GCP Developer Exam Study Guide - Part V
Part 5 of 6
Last month I took the Google Cloud Platform Professional Developer Exam. To prepare, I put together a study guide. I'm posting it here in five parts. Hopefully, it will help someone else with the exam. You can see the full study guide at my GitHub.
Section 5: Managing Application Performance Monitoring
5.1 Installing the logging and monitoring agent:
-
The agent can be installed with the following:
curl -sSO https://dl.google.com/cloudagents/install-monitoring-agent.sh sudo bash install-monitoring-agent.sh
There must be a workspace/project for stackdriver setup. When using stackdriver for AWS resources, there must be a GCP connector project. The agent must be authorized (the service account must have correct rights). More
5.2 Managing VMs:
- Debugging a custom VM image using a serial port: Use the
gcloud compute connect-to-serial-port [INSTANCE_NAME]
command to connect. More details. - Analyzing a failed Compute Engine VM startup: First, check the serial port output (above). The BIOS, bootloader, and kernel will print debug messages there. You can enable interactive access to log in to an instance that's not fully booted. Next, verify that the file system on the disk is valid. You can detach the disk (or delete the vm and keep the disk with
gcloud compute instances delete old-instance --keep-disks boot
), create a new vm, attach the disk, ssh in, identify the root partition of the disk in question, and run a system check, mount the file system, and check that the disk has kernel files. If this works, verify the disk has a valid master boot record. Adapted from -
Sending logs from a vm to stackdriver: Stackdriver is the sink for all GCP infra logs automatically (start, stop, etc). To send logs from the app or os level, the stackdriver agent must be installed.

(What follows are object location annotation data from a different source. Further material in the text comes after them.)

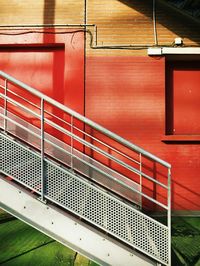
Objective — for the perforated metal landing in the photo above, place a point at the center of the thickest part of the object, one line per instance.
(84, 199)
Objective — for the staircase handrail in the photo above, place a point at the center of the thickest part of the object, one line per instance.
(84, 119)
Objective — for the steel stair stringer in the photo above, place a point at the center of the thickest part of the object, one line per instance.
(67, 229)
(80, 167)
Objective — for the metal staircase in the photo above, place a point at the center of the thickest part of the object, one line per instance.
(95, 189)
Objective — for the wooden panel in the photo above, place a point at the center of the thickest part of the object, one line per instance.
(38, 12)
(129, 22)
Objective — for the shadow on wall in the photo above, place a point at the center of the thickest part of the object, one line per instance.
(169, 18)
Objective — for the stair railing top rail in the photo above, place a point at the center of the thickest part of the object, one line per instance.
(85, 120)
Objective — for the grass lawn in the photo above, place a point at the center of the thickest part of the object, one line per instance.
(23, 245)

5.3 Viewing application performance metrics using Stackdriver.
- Creating a monitoring dashboard: Stackdriver SLI metrics can be used for monitoring the four 'golden signals' according to the SRE book: Latency, Traffic, Errors, Saturation. Determine what metrics will best show the telemetry for those signals. Once you know what metrics you want, go to the Stackdriver Monitoring UI, select
Dashboard
=>Create dashboard
. Click theAdd Chart
button to, well, add a chart. Build a chart for each of the metrics determined to be needed. (Based on) - Viewing syslogs from a VM: Add the agent to the vm (see above), add the custom fluentd config pointing to the log location. Reload the
google-fluentd
service, and the logs should be sent to stackdriver. Based on -
Writing custom metrics and creating metrics from logs: docs. You can create and import metrics with OpenCensus. When doing it by hand, the metric must be assigned a unique name, it must begin with
custom.googleapis.com/
. It can be a string or a path, to organize metrics logically. Provide aMetricDescriptor
with information about the metric: name, project, value/type/units, and what resources will be included in the metrics time series data points. More, and an exampleLog based metrics are metrics that are based on log entries. They can be based on number of a specific log type, or latency information.
- Graphing metrics: You can view metrics as charts. Charts can be created on any metric, including custom metrics. You can specify the data to appear, and the configuration of the chart. You can also use a 3rd party data viz/log platform like grafana if you want.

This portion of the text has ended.